2016 marked the first time two Nissan Z cars, a 350 and a 370 were contesting for the E0 win at Thunderhill. Typically the class is the domain of E36 and E46 BMWs, but this year was different — and down to the wire.
Team Valkyrie Autosport outqualified Rearden Racing by 3 seconds, and they started two rows ahead of Rearden, with E0 veterans El Diablo Motorsports in between them in an E46 sedan.
Team Valkyrie had been competed at Thunderhill in 2015 and some electrical gremlins had put them out of the running, so the team spent all of 2016 bullet-proofing its trouble spots. They knew the chassis could hold up, so they pushed hard. By midnight Saturday, they were five laps up on Rearden Racing and had been up by as many as seven laps.
Rearden knew it didn’t have the pace, but the team was relying on strategy. What they didn’t know was that Valkyrie had developed a leak in the power steering rack, which slowed them down and required adding steering fluid at every stop. By morning, the right side of their car was filthy, caked with spewed fluid. Valkyrie was still leading, but both cars were on the same lap.
“The other Nissan, they cleaned up some of their pit stops, and they started having a really good run, and I couldn’t believe we were so close with just two hours to go,” said driver and team co-owner Brian Lock.
At about 9:30 a.m., Rearden Racing pitted with a failed left rear half shaft. Valkyrie supplied their spare axle to Rearden, but the repair took Rearden out of the running.
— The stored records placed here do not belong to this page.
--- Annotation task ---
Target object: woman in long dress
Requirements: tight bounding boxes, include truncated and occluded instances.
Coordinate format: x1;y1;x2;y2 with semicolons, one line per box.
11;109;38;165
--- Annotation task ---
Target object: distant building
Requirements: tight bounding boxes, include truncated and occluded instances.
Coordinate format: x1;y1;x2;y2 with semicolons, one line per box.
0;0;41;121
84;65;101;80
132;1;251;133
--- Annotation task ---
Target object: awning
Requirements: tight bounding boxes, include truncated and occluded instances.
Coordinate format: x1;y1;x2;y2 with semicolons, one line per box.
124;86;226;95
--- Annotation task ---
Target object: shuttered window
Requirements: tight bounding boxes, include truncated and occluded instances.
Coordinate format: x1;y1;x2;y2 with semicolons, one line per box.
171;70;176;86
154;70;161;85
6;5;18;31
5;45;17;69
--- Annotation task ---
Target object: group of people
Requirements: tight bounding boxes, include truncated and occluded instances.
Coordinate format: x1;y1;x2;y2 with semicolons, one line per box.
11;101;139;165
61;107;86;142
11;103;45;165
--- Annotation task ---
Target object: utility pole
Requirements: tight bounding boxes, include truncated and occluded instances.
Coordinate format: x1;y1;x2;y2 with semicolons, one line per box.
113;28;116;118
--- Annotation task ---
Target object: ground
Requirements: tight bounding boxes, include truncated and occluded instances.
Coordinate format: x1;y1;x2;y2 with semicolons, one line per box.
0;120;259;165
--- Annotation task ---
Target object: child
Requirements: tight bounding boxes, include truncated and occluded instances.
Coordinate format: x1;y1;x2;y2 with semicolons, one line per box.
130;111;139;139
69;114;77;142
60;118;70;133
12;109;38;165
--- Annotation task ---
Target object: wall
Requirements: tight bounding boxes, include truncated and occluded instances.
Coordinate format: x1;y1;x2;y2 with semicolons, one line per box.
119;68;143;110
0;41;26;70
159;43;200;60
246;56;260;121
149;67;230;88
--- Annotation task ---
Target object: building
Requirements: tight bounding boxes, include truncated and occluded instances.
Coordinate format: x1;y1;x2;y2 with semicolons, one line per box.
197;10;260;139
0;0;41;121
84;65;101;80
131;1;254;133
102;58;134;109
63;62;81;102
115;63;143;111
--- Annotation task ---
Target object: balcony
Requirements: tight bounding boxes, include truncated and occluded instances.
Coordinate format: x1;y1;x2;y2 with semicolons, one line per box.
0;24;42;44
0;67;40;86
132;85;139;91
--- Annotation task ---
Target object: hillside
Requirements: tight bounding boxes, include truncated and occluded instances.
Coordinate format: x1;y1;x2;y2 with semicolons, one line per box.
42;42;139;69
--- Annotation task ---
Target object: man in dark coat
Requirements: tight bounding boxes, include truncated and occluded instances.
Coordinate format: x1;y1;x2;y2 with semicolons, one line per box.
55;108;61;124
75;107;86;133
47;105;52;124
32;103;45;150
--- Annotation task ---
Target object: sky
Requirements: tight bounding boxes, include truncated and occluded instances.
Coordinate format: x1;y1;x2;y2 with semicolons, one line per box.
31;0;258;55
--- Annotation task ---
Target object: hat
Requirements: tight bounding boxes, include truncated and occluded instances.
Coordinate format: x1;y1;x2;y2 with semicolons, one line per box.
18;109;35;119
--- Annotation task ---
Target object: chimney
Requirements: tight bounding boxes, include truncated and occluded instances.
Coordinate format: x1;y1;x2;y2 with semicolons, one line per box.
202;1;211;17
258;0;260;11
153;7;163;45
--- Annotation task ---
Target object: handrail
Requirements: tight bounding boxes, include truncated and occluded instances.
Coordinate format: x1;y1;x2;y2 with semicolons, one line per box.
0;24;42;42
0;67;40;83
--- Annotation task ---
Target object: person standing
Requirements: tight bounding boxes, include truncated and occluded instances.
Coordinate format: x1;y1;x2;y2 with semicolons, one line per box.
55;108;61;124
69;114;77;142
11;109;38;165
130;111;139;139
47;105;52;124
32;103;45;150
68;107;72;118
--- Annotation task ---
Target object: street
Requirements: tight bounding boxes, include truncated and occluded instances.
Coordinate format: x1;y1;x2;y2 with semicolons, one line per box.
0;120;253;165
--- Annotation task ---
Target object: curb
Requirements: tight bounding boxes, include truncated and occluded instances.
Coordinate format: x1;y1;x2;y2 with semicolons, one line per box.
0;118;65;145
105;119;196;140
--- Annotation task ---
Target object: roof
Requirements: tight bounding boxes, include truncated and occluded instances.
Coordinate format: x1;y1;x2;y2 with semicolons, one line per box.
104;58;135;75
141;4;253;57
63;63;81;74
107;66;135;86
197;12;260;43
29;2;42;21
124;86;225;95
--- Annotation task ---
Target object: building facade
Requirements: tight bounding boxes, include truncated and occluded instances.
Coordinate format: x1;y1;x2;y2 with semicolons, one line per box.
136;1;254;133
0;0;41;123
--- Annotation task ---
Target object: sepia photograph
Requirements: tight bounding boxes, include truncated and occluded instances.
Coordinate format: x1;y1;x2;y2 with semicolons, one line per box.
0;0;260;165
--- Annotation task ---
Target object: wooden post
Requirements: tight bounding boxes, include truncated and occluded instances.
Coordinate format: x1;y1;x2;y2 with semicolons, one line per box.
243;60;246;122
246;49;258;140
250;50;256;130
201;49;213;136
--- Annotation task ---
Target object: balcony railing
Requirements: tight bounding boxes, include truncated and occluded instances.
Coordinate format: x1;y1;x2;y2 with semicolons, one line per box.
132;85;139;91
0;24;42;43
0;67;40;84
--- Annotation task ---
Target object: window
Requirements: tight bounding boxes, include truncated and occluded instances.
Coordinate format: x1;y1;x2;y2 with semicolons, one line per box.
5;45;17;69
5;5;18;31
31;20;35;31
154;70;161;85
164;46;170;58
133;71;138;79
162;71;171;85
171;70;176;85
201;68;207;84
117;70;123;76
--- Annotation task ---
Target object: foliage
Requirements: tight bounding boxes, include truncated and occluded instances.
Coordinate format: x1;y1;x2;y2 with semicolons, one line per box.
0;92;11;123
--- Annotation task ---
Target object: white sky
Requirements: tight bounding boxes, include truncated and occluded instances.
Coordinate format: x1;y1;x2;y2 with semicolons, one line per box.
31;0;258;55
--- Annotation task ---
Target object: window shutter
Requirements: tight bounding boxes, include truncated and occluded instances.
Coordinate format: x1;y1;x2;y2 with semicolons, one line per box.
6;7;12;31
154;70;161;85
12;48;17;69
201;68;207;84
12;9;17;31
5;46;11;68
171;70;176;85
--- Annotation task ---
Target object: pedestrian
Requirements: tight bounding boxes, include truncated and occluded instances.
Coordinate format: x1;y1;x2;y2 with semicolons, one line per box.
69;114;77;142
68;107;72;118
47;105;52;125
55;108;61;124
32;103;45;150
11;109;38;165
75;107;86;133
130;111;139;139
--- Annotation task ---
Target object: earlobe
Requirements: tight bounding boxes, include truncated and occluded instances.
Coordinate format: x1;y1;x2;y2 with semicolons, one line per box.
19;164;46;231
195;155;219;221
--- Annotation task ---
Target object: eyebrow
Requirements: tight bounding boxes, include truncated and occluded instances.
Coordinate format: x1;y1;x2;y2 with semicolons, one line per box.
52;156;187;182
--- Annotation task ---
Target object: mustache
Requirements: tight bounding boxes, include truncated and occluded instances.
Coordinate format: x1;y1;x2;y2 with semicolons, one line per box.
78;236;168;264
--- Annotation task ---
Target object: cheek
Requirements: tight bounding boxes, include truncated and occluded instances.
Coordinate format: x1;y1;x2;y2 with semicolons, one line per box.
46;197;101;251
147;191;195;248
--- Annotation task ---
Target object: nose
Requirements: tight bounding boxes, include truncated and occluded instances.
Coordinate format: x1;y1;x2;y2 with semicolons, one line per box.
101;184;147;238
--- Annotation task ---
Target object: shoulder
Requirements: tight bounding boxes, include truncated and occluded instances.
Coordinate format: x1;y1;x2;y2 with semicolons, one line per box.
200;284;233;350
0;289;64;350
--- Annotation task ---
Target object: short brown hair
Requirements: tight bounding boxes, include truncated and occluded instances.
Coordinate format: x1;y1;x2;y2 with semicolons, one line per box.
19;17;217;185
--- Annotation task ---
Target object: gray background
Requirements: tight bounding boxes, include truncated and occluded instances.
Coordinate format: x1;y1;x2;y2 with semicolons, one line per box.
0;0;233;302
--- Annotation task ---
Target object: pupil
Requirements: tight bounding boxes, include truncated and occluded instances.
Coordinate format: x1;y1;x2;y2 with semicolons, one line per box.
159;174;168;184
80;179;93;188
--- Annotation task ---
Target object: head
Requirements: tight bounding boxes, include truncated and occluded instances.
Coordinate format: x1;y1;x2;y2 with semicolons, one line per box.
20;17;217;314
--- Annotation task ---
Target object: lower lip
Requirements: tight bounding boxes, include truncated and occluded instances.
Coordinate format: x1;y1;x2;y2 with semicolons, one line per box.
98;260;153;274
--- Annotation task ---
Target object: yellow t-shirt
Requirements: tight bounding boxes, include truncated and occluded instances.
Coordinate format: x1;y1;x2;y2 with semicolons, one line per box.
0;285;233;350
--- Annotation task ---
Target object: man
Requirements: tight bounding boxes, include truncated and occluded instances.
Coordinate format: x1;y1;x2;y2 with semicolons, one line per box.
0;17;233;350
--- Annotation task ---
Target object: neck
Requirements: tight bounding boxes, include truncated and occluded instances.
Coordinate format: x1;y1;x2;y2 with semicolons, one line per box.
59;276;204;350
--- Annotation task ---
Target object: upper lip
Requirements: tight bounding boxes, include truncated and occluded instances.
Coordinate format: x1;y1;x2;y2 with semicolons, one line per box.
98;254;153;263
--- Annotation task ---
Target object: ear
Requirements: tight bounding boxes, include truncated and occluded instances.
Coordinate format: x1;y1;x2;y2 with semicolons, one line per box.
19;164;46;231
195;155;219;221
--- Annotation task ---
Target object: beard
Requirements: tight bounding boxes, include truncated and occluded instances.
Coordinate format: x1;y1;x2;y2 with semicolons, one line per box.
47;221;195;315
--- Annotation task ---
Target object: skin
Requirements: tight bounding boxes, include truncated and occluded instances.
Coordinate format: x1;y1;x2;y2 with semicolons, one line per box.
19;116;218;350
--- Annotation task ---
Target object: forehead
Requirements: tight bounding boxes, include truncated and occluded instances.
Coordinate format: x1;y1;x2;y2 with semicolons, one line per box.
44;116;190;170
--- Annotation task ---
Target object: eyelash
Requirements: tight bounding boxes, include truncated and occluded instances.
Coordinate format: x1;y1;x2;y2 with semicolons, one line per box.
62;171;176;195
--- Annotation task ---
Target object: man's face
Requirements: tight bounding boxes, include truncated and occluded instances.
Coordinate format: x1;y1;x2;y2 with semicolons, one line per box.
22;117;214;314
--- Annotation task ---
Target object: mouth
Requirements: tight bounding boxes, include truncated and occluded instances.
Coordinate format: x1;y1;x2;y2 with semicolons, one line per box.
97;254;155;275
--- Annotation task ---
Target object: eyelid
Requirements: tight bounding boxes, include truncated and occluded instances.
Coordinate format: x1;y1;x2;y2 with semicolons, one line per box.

“We knew it was going to come down to the end and we had to be perfect, and it showed,” said Rearden crew chief Zack Porter. “We were seconds apart. We tried to predict out good fuel strategy and put good drivers in, and the mechanical failure got the best of us. Lady luck wasn’t on our side.”
That put Valkyrie on top for the win, with Rearden in second. Team El Diablo had endured a leaking radiator and a broken differential output flange early in the race. They ended up finishing third after parking the car for at least an hour Sunday morning due to a lean condition caused by a faulty fuel pump.
“There was no way we could catch them and no point in going around and blowing the motor sky high,” said driver James Clay. “So, we parked it waited, then went back out when the Lotus team put us at risk of losing P3, but just maintained and got our spot.”